It begins, as all normal conversations do, with six minutes of praise for Ecclestone. His skills as a team owner, as a businessman, as a “negotiator,” all come up, with Rosberg specifically recalling a fondness for a phrase that Ecclestone uttered.
“I wonder if maybe we can get one or two thoughts for everybody on what made you such a great negotiator? One quote that I remember from you is, ‘when you get the girl in the room, after that, everything is possible,’” Rosberg exudes. Could Ecclestone help people “get the girl into the room?”
(If you’re insanely curious but don’t want to listen to the whole 37-minute podcast, Ecclestone says that you must get people to trust you. After that, presumably, Ecclestone thinks that “everything is possible,” with, uh, the, uh, “girl.” This whole section of the podcast should be boring and plain but somehow the two of them make it extremely weird.)

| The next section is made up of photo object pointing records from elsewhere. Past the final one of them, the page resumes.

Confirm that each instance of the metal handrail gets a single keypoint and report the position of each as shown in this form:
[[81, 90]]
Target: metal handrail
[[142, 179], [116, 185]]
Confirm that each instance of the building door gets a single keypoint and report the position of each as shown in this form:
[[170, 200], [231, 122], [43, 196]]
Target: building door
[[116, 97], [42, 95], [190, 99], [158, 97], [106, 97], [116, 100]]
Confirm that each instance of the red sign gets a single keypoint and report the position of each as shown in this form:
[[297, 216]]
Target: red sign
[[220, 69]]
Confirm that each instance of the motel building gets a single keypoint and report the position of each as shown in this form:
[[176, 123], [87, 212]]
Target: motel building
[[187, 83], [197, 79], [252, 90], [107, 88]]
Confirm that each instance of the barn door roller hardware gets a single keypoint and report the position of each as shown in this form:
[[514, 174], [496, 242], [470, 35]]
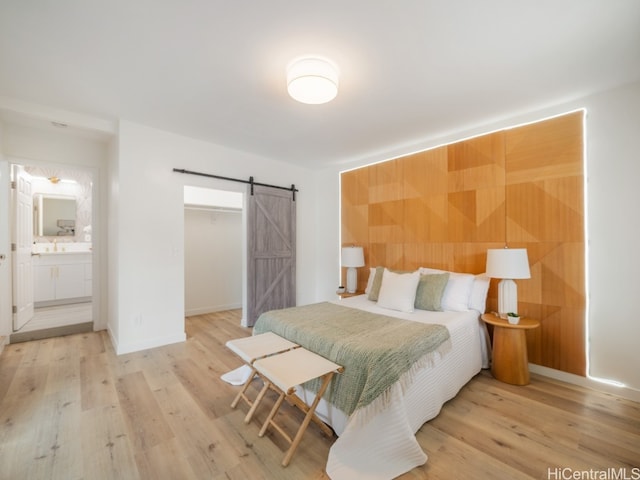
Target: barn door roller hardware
[[250, 182]]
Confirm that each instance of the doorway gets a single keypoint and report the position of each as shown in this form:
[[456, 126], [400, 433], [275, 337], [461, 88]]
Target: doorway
[[61, 253]]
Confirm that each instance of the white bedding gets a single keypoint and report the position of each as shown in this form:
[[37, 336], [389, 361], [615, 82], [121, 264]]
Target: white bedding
[[385, 447]]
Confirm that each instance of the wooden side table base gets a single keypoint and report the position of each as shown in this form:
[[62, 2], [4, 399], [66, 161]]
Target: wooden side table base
[[510, 363]]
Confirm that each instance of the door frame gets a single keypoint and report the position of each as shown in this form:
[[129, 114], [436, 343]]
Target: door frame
[[96, 234]]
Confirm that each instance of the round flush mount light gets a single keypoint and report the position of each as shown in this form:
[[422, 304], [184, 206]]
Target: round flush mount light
[[312, 80]]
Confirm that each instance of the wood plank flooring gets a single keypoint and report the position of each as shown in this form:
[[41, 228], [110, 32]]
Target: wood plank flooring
[[71, 409]]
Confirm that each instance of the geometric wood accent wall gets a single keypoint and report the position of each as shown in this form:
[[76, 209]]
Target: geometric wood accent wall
[[444, 207]]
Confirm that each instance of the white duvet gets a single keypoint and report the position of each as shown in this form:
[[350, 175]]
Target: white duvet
[[385, 446]]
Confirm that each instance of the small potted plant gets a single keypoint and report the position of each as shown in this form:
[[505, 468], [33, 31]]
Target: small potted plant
[[513, 318]]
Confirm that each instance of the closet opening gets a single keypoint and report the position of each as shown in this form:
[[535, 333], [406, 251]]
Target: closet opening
[[214, 247]]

Rosberg, who I guess could be forgiven for not following up as he’s not a journalist, and as a professional athlete is probably trained specifically to shut the fuck up and not ask questions of his overlords, sets Ecclestone up for softball questions, such as asking if money made Ecclestone happy. But Ecclestone goes on to say that his entire business career wasn’t done so much for the money, as it was for the pleasure of meeting lots of friends.
So it was just the challenge of the fight? Rosberg asks.
“And meeting nice people,” Ecclestone says. Okay.
There’s more weird blather about how the two of them—wealthy retirees—maintain a work/life balance, Ecclestone’s love of dictatorship (seriously, that’s not a joke), and finally, our big boy President, Donald Trump.
“You’re a fan of Trump, for example, in that sense as well? He’s a bit of a dictator, and he gets stuff done, in your words, right? ” Rosberg says.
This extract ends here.